Editors: The following "filler" items are designed for use in your new car or auto show special sections
"Road" in Lab Tests Dodges
A machine used to test the 1963 Dodge Dart duplicates road testing in the laboratory but does it faster than on the road.
Forces applied through the rear axle of the car reproduce the effects of actual driving. In 90 hours, this equipment subjects the structure of the car to the same stress and fatigue it would receive in 50,000 miles of road testing.
2-Ply Tires Economical
Tests on the 1963 Dodge Dart disclose that two-ply tires can carry as much load, with greater economy, than the old-fashioned four-ply tires, Dodge Chief Engineer George Gibson reports.
The 1963 Dodge Dart provides 38 inches of headroom in the front and 37.2 inches in the rear.
The compact Dodge Dart for 1963 has a total of nine models, including two convertible styles.
The "brow" over the instrument cluster on the 1963 Dodge Dart keeps the instrument lights from reflecting in the windshield at night.
The overall length of the 1963 Dart is 16 feet, 3.9 inches.
Heater Blends Air in '63 Dart
The heating system on the compact 1963 Dodge Dart provides custom-blending of hot and cold air.
The system achieves the desired temperatures by varying the percentage of air flowing through the heater core.
This mixing of hot and cold air allows more precise control of temperatures and provides instant response to adjustments of the control lever.
Safety Door Lock
Rear door lock buttons in the 1963 Dodge Dart must be pulled up before the door can be opened.
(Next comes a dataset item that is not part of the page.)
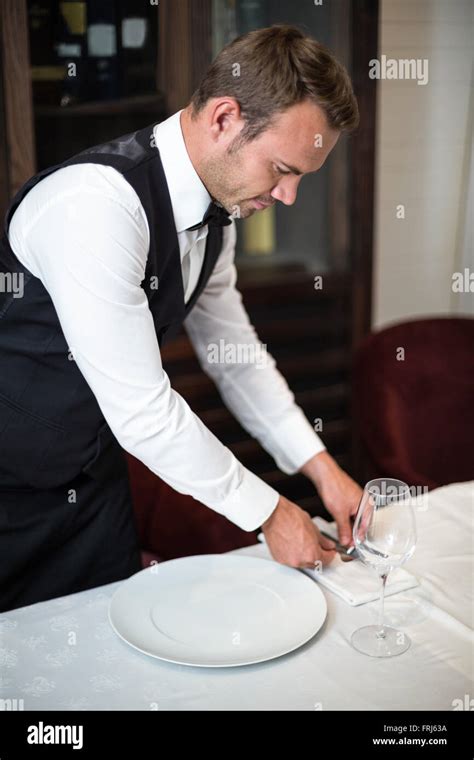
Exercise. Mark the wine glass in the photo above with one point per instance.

This feature assures maximum protection for children riding in the back seat.
The 1963 Dodge Dart's glove compartment door has cup stands on the inner surface.
The 1963 Dodge Dart has single headlights which are seven inches in diameter.
The ornamental trim parts on the 1963 Dodge Dart have round edges to protect the body paint from cutting or cracking.
The floor carpeting in the 1963 Dodge Dart has a polyethylene backing which improves its resistance to wear.
Dart Features Large Trunk
The high contour of the trunk lid on the compact 1963 Dodge Dart provides maximum luggage space--a total of 30.2 cubic feet.
The Dart's low trunk sill, which is only 22 inches from the ground, makes loading and unloading easier.
New Wipers for Dart
The overlapping sweep patter of the 1963 Dodge Dart windshield wipers improves driver visibility by eliminating the uncleaned triangular area in the center of the windshield.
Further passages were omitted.